README.md

# InternImage for Image Classification

This folder contains the implementation of the InternImage for image classification.

## Usage

### Install

- Clone this repo:

```bash
git clone https://github.com/OpenGVLab/InternImage.git
cd InternImage
```

- Create a conda virtual environment and activate it:

```bash
conda create -n internimage python=3.7 -y
conda activate internimage
```

- Install `CUDA>=10.2` with `cudnn>=7` following
  the [official installation instructions](https://docs.nvidia.com/cuda/cuda-installation-guide-linux/index.html)
- Install `PyTorch>=1.10.0` and `torchvision>=0.9.0` with `CUDA>=10.2`:

For examples, to install torch==1.11 with CUDA==11.3:
```bash
pip install torch==1.11.0+cu113 torchvision==0.12.0+cu113  -f https://download.pytorch.org/whl/torch_stable.html
```

- Install `timm==0.6.11` and `mmcv-full==1.5.0`:

```bash
pip install -U openmim
mim install mmcv-full==1.5.0
pip install timm==0.6.11 mmdet==2.28.1
```

- Install other requirements:

```bash
pip install opencv-python termcolor yacs pyyaml scipy
```

- Compiling CUDA operators
```bash
cd ./ops_dcnv3
sh ./make.sh
# unit test (should see all checking is True)
python test.py
```
- You can also install the operator using .whl files
[DCNv3-1.0-whl](https://github.com/OpenGVLab/InternImage/releases/tag/whl_files)
### Data Preparation

We use standard ImageNet dataset, you can download it from http://image-net.org/. We provide the following two ways to
load data:

- For standard folder dataset, move validation images to labeled sub-folders.
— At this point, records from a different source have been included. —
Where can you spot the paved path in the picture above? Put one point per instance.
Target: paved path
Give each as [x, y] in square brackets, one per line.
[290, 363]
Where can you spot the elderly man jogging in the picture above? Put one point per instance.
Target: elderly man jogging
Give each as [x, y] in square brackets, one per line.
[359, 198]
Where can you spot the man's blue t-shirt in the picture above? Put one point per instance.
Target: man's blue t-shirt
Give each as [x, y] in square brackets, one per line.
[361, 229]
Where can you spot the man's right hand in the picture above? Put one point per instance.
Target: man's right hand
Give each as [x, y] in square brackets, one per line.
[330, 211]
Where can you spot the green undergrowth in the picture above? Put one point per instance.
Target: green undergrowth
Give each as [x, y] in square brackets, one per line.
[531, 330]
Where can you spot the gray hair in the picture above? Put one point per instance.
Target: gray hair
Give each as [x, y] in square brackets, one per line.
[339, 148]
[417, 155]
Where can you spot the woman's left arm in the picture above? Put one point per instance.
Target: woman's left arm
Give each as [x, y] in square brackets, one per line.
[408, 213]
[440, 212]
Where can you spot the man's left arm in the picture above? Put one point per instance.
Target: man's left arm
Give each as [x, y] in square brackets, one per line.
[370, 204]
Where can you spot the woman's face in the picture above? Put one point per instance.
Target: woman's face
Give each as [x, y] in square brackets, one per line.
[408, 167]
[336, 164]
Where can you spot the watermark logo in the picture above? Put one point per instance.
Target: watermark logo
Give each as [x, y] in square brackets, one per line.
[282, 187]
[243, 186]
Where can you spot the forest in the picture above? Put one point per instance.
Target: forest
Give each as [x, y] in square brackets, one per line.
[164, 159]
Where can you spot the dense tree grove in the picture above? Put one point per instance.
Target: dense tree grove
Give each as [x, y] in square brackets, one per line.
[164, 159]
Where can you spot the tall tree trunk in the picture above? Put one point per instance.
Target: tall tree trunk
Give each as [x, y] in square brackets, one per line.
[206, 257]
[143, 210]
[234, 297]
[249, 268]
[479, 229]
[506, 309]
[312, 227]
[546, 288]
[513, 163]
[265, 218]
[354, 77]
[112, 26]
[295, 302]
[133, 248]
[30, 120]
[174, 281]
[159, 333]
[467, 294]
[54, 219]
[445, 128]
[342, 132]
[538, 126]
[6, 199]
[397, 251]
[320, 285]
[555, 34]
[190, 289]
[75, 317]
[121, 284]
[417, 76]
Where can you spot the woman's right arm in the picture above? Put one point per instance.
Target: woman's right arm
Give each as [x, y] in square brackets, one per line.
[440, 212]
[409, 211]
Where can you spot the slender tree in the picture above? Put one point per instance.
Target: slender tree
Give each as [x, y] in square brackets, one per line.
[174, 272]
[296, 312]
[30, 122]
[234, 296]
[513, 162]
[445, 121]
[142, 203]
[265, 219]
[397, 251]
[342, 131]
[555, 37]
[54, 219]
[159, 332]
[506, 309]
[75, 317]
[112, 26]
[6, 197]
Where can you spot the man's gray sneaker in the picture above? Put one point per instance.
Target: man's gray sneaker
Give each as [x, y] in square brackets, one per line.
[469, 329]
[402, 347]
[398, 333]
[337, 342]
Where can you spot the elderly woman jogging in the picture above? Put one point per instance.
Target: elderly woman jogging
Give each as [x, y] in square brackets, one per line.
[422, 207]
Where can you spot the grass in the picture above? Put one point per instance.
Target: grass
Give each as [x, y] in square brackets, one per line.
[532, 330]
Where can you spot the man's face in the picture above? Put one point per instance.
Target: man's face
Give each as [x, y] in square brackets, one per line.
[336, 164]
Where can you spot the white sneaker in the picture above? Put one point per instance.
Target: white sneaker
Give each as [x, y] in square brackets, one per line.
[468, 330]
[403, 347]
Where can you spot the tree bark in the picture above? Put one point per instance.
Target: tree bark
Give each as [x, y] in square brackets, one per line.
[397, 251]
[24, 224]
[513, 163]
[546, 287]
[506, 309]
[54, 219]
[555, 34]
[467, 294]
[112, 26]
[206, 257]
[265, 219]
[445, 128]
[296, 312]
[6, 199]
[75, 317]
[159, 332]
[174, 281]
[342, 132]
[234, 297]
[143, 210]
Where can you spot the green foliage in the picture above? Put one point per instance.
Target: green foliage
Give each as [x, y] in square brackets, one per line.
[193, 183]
The file structure should look like:
  ```bash
  $ tree data
  imagenet
  ├── train
  │   ├── class1
  │   │   ├── img1.jpeg
  │   │   ├── img2.jpeg
  │   │   └── ...
  │   ├── class2
  │   │   ├── img3.jpeg
  │   │   └── ...
  │   └── ...
  └── val
      ├── class1
      │   ├── img4.jpeg
      │   ├── img5.jpeg
      │   └── ...
      ├── class2
      │   ├── img6.jpeg
      │   └── ...
      └── ...
 
  ```
- To boost the slow speed when reading images from massive small files, we also support zipped ImageNet, which includes
  four files:
    - `train.zip`, `val.zip`: which store the zipped folder for train and validate splits.
    - `train.txt`, `val.txt`: which store the relative path in the corresponding zip file and ground truth
      label. Make sure the data folder looks like this:

  ```bash
  $ tree data
  data
  └── ImageNet-Zip
      ├── train_map.txt
      ├── train.zip
      ├── val_map.txt
      └── val.zip
  
  $ head -n 5 meta_data/val.txt
  ILSVRC2012_val_00000001.JPEG	65
  ILSVRC2012_val_00000002.JPEG	970
  ILSVRC2012_val_00000003.JPEG	230
  ILSVRC2012_val_00000004.JPEG	809
  ILSVRC2012_val_00000005.JPEG	516
  
  $ head -n 5 meta_data/train.txt
  n01440764/n01440764_10026.JPEG	0
  n01440764/n01440764_10027.JPEG	0
  n01440764/n01440764_10029.JPEG	0
  n01440764/n01440764_10040.JPEG	0
  n01440764/n01440764_10042.JPEG	0
  ```
- For ImageNet-22K dataset, make a folder named `fall11_whole` and move all images to labeled sub-folders in this
  folder. Then download the train-val split
  file ([ILSVRC2011fall_whole_map_train.txt](https://github.com/SwinTransformer/storage/releases/download/v2.0.1/ILSVRC2011fall_whole_map_train.txt)
  & [ILSVRC2011fall_whole_map_val.txt](https://github.com/SwinTransformer/storage/releases/download/v2.0.1/ILSVRC2011fall_whole_map_val.txt))
  , and put them in the parent directory of `fall11_whole`. The file structure should look like:

  ```bash
    $ tree imagenet22k/
    imagenet22k/
    └── fall11_whole
        ├── n00004475
        ├── n00005787
        ├── n00006024
        ├── n00006484
        └── ...
  ```

### Evaluation

To evaluate a pretrained `InternImage` on ImageNet val, run:

```bash
python -m torch.distributed.launch --nproc_per_node <num-of-gpus-to-use> --master_port 12345 main.py --eval \
--cfg <config-file> --resume <checkpoint> --data-path <imagenet-path> 
```

For example, to evaluate the `InternImage-B` with a single GPU:

```bash
python -m torch.distributed.launch --nproc_per_node 1 --master_port 12345 main.py --eval \
--cfg configs/internimage_b_1k_224.yaml --resume internimage_b_1k_224.pth --data-path <imagenet-path>
```

### Training from Scratch on ImageNet-1K

> The paper results were obtained from models trained with configs in `configs/without_lr_decay`.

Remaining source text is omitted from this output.